Barron: The Christ Event
The title of Fr. Robert Barron's book
b r i d g i n g
THE GREAT DIVIDE
graphically states his aim. The blurb on the cover explains what the book is meant to be:
MUSINGS OF A POST-LIBERAL, POST CONSERVATIVE EVANGELICAL CATHOLIC
The divide is the abyss that today's Catholics experience, an abyss that separates them from others in their own Church, from Christians of other denominations, from modernity, and the world in general. Central to bridging the divide is Christ himself, and Fr. Barron uses St. Thomas Aquinas to help us bring Christ's importance into proper focus.

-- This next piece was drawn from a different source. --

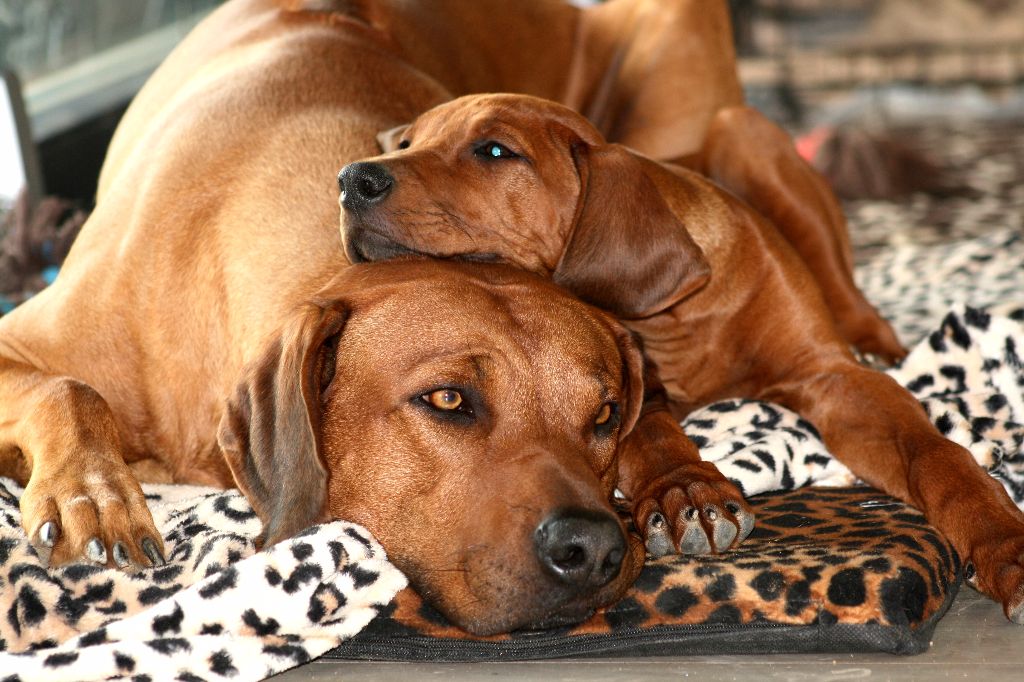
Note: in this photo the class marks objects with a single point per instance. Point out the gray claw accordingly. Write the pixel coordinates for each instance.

Here are two quotations that grabbed my mind and won't let go:
".....It is in light of the event of the Incarnation that Thomas interprets both God and the human, seeing the former as an uncanny, surprising, ever greater act of love, at the latter as, at its best, an act of sheer openness to the inrushing of God. To put it succinctly, he sees in Christ, the meeting of two ecstasies, and this coming-together is the lens through which he reads everything else...."p.88
"....the radically unworldly character of God's being is paradoxically enough revealed precisely in the act by which God enters the world. Were God a being in or alongside of the universe, one of the natures in the world, God could not become a creature without ceasing to be God or compromising the ontological integrity of the creature he becomes. In short, that God is totaliter aliter (totally other), and semper maior (always greater), that he is alluring yet totally ungraspable mystery, is given to us in the event of Christ....."p. 92
I don't know if Fr. Barron had read Giussani before writing this book, but the two men are on the same page, and speak the same language. Neither one reduces Christ to an abstraction, a theological or philosophical system, a rightest or leftist movement, a political stance, an ideology, or a sectarian doctrine. What makes me love them both is the awe they stand in before the Christ Event and the reverence with which they contemplate its implications.